Nigéria, la première puissance du continent
En 2014, le Nigéria devenait officiellement la première puissance économique du continent. En même temps, la culture nigériane envahissait le monde. On connaissait déjà Nollywood, on a découvert une grande vague de talentueux chanteurs d’Afrobeat, on a vu Michelle Obama porter du Duro Olowu, créateur nigérian.
Kuddus Kolawole, le coordinateur de l’association des créateurs de mode du Nigéria pour l’Etat de Lagos annonçait en août 2014 que l’industrie de la mode au Nigéria pesait 10 milliards de dollars. Le pays tire avantage de sa forte population et de l’amélioration du niveau de vie de la classe moyenne. Une grande partie des acheteurs sont nigérians.

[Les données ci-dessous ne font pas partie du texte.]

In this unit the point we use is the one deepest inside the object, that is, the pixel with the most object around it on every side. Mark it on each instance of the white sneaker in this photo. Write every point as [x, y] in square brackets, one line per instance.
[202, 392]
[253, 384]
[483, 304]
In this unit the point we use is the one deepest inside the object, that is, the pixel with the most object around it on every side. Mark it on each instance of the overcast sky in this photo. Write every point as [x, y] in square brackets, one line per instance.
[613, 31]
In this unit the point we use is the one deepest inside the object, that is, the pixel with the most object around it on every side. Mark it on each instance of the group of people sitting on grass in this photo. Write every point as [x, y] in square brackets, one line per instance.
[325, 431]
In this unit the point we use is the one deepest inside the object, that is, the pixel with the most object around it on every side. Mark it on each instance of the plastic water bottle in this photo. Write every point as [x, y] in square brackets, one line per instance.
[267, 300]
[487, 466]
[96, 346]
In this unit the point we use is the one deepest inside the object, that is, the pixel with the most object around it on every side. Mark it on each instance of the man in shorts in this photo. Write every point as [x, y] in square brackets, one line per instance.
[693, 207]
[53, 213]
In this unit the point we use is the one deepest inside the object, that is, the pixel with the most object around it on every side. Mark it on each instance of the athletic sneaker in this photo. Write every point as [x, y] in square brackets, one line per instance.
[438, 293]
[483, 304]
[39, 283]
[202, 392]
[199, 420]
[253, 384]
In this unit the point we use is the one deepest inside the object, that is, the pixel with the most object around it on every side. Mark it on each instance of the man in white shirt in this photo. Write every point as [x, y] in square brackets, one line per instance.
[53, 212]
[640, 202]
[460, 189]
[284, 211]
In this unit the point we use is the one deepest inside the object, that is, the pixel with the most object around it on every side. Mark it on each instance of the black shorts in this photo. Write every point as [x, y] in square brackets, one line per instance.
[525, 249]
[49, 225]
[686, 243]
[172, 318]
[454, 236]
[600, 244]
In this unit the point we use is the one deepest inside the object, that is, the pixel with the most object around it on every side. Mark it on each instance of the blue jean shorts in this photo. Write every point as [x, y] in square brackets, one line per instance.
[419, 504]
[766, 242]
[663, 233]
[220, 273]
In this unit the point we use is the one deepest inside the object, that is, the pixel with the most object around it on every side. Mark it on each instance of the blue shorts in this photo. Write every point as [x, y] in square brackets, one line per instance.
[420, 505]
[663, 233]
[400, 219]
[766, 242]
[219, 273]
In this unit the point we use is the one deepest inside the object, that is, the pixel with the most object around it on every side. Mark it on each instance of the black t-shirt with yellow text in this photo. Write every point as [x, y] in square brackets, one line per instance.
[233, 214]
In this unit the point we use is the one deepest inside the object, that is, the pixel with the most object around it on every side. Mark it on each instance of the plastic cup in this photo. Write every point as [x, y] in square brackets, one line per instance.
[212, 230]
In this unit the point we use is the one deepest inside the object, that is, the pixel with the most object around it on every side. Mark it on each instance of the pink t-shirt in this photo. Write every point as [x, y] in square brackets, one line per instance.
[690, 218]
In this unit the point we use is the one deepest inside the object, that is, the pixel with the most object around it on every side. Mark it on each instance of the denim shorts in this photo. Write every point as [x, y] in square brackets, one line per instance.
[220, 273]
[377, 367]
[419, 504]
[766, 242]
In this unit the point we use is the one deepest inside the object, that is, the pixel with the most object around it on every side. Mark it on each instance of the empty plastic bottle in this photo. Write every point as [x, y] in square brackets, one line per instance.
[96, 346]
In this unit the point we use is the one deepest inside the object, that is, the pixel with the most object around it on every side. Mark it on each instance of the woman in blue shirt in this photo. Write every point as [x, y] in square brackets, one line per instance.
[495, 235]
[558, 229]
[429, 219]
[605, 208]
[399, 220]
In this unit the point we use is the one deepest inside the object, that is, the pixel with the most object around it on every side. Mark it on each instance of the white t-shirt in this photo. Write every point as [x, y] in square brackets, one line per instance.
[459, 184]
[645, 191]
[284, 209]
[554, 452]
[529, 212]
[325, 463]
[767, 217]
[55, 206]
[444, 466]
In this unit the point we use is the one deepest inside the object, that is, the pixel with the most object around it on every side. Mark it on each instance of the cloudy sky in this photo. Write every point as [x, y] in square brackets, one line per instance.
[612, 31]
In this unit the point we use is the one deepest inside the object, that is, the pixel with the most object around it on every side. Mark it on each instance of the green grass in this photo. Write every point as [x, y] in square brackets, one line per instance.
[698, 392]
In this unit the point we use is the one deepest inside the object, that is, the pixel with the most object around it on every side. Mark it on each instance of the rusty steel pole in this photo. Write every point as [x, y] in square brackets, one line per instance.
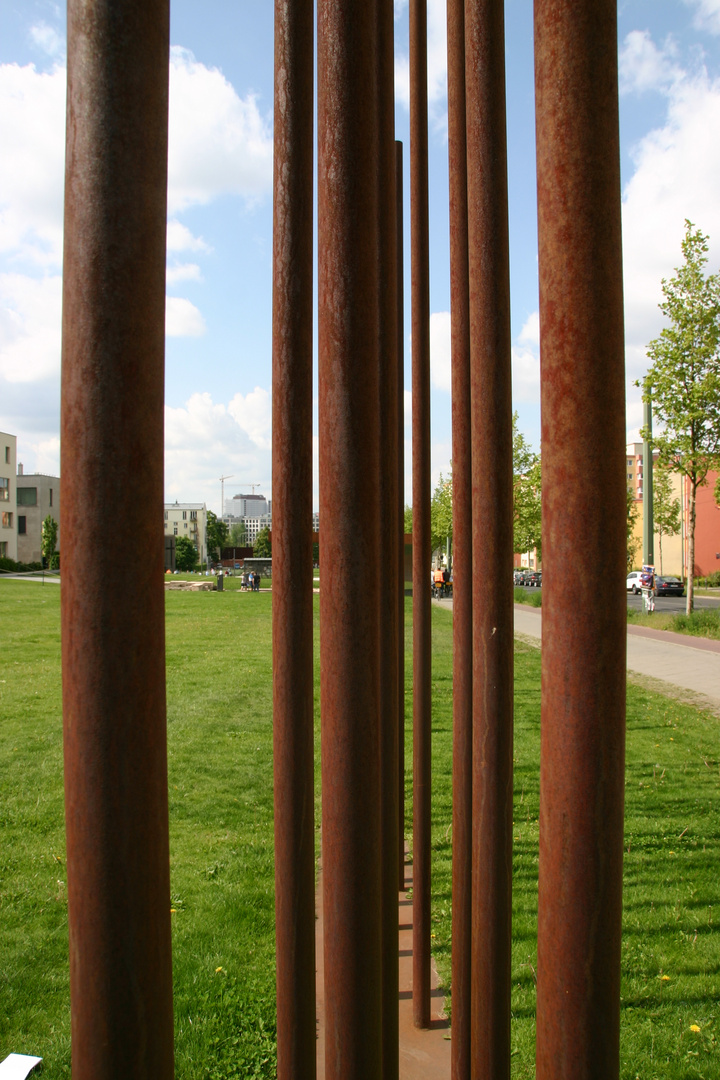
[462, 547]
[399, 514]
[421, 541]
[583, 440]
[349, 335]
[291, 488]
[112, 607]
[492, 538]
[388, 561]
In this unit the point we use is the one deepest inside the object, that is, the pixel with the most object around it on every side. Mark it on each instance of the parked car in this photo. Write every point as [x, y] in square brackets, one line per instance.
[669, 586]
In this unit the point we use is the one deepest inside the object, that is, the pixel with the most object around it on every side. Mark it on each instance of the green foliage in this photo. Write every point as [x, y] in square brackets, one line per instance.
[238, 536]
[49, 541]
[527, 482]
[683, 380]
[440, 513]
[217, 535]
[633, 541]
[262, 547]
[665, 509]
[186, 554]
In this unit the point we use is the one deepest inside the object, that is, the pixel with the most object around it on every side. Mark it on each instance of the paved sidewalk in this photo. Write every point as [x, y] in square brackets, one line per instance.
[677, 660]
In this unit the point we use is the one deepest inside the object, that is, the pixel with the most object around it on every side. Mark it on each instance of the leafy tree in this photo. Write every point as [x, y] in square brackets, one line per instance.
[683, 380]
[633, 541]
[526, 495]
[440, 513]
[49, 539]
[665, 509]
[217, 535]
[238, 536]
[186, 554]
[262, 547]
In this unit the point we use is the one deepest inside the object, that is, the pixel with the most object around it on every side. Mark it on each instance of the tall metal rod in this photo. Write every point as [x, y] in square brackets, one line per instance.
[291, 486]
[421, 541]
[112, 609]
[492, 538]
[584, 493]
[349, 334]
[462, 543]
[399, 515]
[388, 568]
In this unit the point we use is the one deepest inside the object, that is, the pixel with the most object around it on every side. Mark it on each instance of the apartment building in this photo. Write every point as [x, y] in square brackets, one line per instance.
[188, 520]
[8, 500]
[38, 497]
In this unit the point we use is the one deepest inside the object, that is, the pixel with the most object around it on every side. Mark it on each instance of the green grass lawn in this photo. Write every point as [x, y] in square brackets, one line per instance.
[220, 802]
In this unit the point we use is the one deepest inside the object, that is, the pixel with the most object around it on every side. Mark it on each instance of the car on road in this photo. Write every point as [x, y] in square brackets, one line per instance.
[669, 586]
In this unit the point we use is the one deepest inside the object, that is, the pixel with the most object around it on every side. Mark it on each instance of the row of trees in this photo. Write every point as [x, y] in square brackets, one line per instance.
[219, 536]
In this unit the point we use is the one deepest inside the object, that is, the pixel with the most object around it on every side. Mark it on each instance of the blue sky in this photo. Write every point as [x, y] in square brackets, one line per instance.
[218, 356]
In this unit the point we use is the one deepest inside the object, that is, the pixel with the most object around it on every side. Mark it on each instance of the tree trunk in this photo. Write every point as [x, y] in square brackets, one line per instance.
[691, 545]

Les créateurs phares de la scène nigériane ont presque tous cette double culture occidentale et africaine qui leur permet d’avoir une vision large en terme d’esthétique mais aussi en terme de business. William Okpo, marque créée par les sœurs nigérianes Darlene et Lizzy Okpo ouvre ce mois une nouvelle boutique new-yorkaise.
Niger, le bon élève d’Afrique Francophone ?
Le Festival International de la Mode Africaine (FIMA) existe depuis 1998. Créé par le couturier nigérien Alphadi, le festival a pour but de créer des liens entre les acteurs de la mode de tous horizons.
Si le Niger ne compte pas autant de créateurs reconnus que les sud-africains ou les nigérians, il a le mérite d’être l’un des premiers pays en Afrique Francophone à avoir accorder une place de choix à la mode. Aujourd’hui, les Fashion Weeks se multiplient dans les pays francophones. On en compte parfois trois ou quatre organisées la même année sur de petits marchés. Le FIMA a, quant à lui, réussi à garder sa dimension panafricaine tout en proposant une programmation de qualité. Tous les deux ans, le FIMA accueille les jeunes talents de tout le continent. Des créateurs reconnus comme Yves Saint-Laurent ou Jean-Paul Gaultier y ont apporté leur soutien. Le festival change l’actualité du pays qui est trop souvent couverte par les épidémies ou la famine.
Kenya, la mode pour tous
Alors que le Nigéria ou l’Angola semblent focalisés sur l’industrie du luxe, le Kenya crée un marché pour tous. « Mitumba » est un exemple de ce marché pour tous. C’est un commerce labélisé de vêtements de seconde main qui est devenue une mine d’or pour le pays.
L’industrie grandit avec l’influence d’Instagram et des blogueuses comme Nancy Mwai, This is Ess ou Lucy Musau. La productrice et présentatrice TV kenyane Diana Opoti a compris cet intérêt et a créé « Designing Africa », une émission sur la croissance de l’industrie de la mode en Afrique. Elle est aujourd’hui diffusée dans 42 pays.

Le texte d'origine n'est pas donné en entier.